How to Use a Just Dial Scrapper for Targeted Leads

Step-by-step Just Dial Scrapper Tutorial for Beginners

1. Overview

A Just Dial scrapper extracts business listings (names, phone numbers, addresses, categories, ratings) from Justdial.com for lead generation or analysis. This tutorial assumes scraping for legitimate, allowed uses and compliance with Just Dial’s terms of service and applicable laws.

2. What you need

  • Basic skills: Python (requests, BeautifulSoup) or Node.js (axios, cheerio).
  • Optional tools: Selenium or Playwright for dynamic pages, proxies/rotating IPs if making many requests, and a CSV/DB (SQLite, PostgreSQL) to store results.
  • Environment: Python 3.8+ or Node.js 14+, pip/npm.

3. Step 1 — Inspect the site

  • Open Justdial and perform a sample search (city + category).
  • Use browser DevTools → Network to observe requests and HTML structure.

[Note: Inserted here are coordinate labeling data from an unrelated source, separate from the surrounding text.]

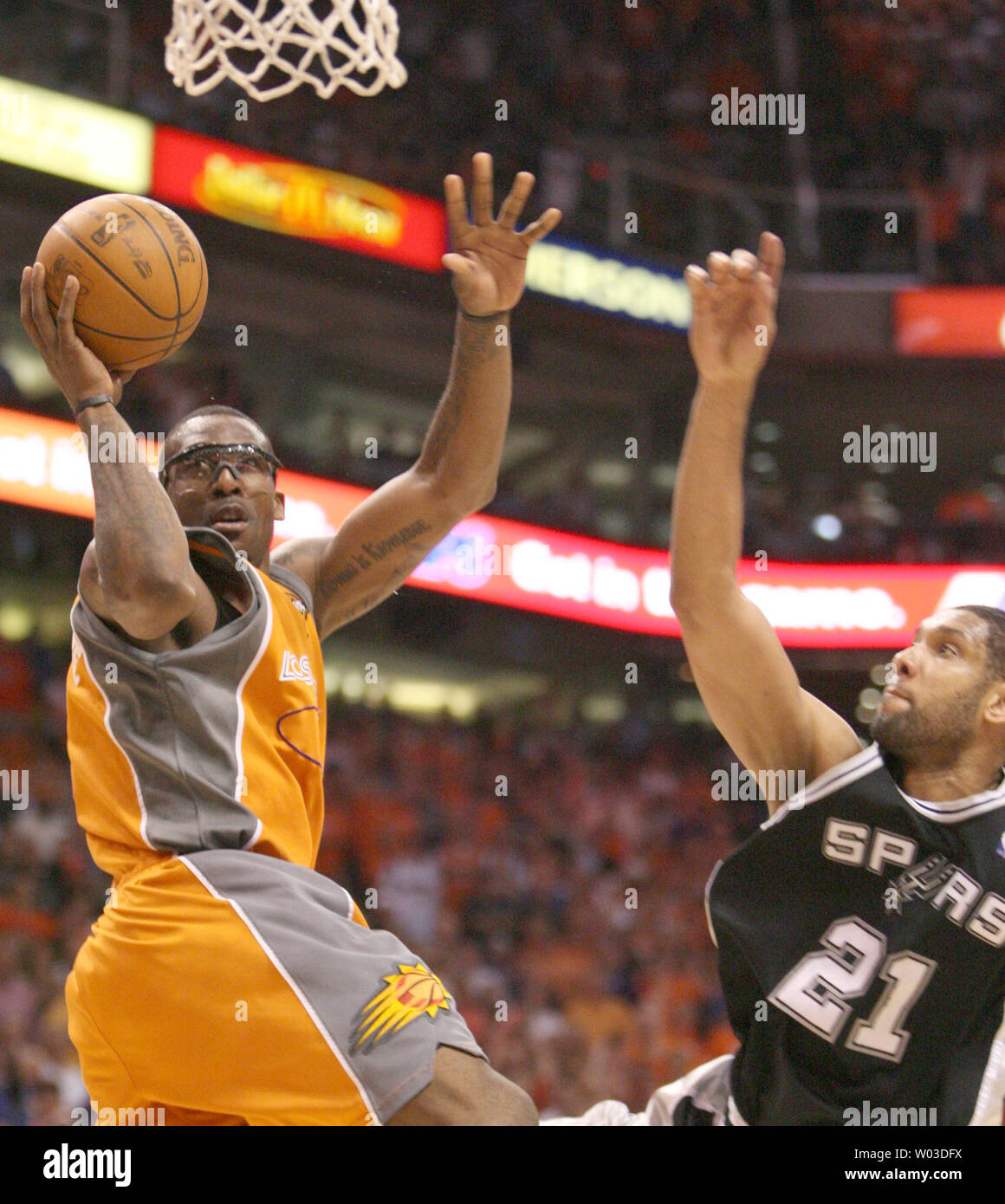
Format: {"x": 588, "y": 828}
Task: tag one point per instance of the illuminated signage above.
{"x": 295, "y": 199}
{"x": 614, "y": 286}
{"x": 950, "y": 321}
{"x": 43, "y": 463}
{"x": 73, "y": 138}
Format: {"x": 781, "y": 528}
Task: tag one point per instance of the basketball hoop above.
{"x": 327, "y": 43}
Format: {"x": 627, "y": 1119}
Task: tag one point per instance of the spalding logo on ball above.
{"x": 144, "y": 280}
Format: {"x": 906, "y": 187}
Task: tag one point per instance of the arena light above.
{"x": 950, "y": 321}
{"x": 76, "y": 139}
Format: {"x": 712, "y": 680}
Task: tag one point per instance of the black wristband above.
{"x": 486, "y": 317}
{"x": 101, "y": 398}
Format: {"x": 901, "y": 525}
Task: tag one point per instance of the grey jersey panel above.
{"x": 291, "y": 582}
{"x": 339, "y": 967}
{"x": 176, "y": 714}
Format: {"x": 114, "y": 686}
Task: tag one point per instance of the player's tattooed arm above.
{"x": 392, "y": 531}
{"x": 742, "y": 673}
{"x": 372, "y": 554}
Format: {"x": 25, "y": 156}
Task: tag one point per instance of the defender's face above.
{"x": 936, "y": 689}
{"x": 235, "y": 496}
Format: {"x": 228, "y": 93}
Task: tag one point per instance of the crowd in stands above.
{"x": 906, "y": 99}
{"x": 553, "y": 878}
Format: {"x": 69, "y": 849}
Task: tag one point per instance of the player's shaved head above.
{"x": 176, "y": 437}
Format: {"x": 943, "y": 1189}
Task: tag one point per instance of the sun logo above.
{"x": 412, "y": 993}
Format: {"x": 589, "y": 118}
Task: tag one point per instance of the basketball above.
{"x": 142, "y": 274}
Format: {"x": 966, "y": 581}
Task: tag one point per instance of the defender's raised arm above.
{"x": 742, "y": 673}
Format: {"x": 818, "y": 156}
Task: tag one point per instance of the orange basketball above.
{"x": 142, "y": 274}
{"x": 418, "y": 991}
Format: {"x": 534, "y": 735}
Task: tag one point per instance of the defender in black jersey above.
{"x": 860, "y": 932}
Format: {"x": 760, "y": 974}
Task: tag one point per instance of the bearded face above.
{"x": 930, "y": 712}
{"x": 942, "y": 725}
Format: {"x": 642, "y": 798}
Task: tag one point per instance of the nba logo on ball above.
{"x": 414, "y": 991}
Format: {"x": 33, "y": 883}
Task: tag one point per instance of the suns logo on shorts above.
{"x": 412, "y": 993}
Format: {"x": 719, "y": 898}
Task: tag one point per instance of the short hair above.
{"x": 228, "y": 412}
{"x": 995, "y": 638}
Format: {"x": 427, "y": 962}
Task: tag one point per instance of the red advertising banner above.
{"x": 950, "y": 321}
{"x": 43, "y": 463}
{"x": 288, "y": 197}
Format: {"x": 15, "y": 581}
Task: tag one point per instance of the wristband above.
{"x": 100, "y": 398}
{"x": 486, "y": 317}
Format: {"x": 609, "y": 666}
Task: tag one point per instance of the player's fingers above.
{"x": 719, "y": 266}
{"x": 698, "y": 283}
{"x": 541, "y": 228}
{"x": 764, "y": 301}
{"x": 513, "y": 206}
{"x": 482, "y": 189}
{"x": 457, "y": 206}
{"x": 770, "y": 254}
{"x": 64, "y": 317}
{"x": 27, "y": 318}
{"x": 457, "y": 264}
{"x": 40, "y": 306}
{"x": 744, "y": 265}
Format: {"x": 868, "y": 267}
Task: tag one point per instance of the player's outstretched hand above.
{"x": 733, "y": 324}
{"x": 489, "y": 258}
{"x": 75, "y": 367}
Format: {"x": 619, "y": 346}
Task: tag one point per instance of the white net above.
{"x": 269, "y": 47}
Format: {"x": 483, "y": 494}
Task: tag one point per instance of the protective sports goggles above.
{"x": 204, "y": 462}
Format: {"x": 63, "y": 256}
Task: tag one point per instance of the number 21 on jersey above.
{"x": 816, "y": 991}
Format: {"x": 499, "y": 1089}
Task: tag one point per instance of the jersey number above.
{"x": 815, "y": 991}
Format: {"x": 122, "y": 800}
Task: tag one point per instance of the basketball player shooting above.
{"x": 226, "y": 981}
{"x": 860, "y": 929}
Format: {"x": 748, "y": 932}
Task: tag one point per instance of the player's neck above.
{"x": 931, "y": 784}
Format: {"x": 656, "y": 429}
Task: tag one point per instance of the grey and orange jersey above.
{"x": 217, "y": 746}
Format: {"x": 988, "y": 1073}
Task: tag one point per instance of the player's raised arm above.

Identify where listing details appear and whether content is loaded dynamically via XHR.

4. Step 2 — Fetch search result pages

  • If listings are rendered server-side, use direct HTTP GET requests to the search URL with appropriate query parameters.
  • If content is dynamic, use Selenium/Playwright to render JavaScript and capture the final HTML.

Python (requests) pattern:

python

import requests resp = requests.get(https://www.justdial.com//) html = resp.text

5. Step 3 — Parse listings

  • Use BeautifulSoup/cheerio to find listing containers and extract fields: business name, phone, address, category, ratings, and listing URL.
  • Handle variations (missing phone, multiple addresses) and normalize data (strip whitespace, unify phone formats).

Python (BeautifulSoup) pattern:

python

from bs4 import BeautifulSoup soup = BeautifulSoup(html, “html.parser”) for card in soup.select(”.cntanr”): name = card.select_one(”.jcn”).get_text(strip=True) phone = card.select_one(”.mobilesv”).get_text(strip=True) if card.select_one(”.mobilesv”) else None

6. Step 4 — Follow detail pages (if needed)

  • Some phone numbers or emails may be on individual listing pages or loaded via API. Fetch those pages or mimic the API call observed in DevTools.

7. Step 5 — Rate limiting and polite scraping

  • Add delays between requests (e.g., 1–3 seconds), respect robots.txt, and avoid heavy parallelism that could overload servers. Use exponential backoff on failures.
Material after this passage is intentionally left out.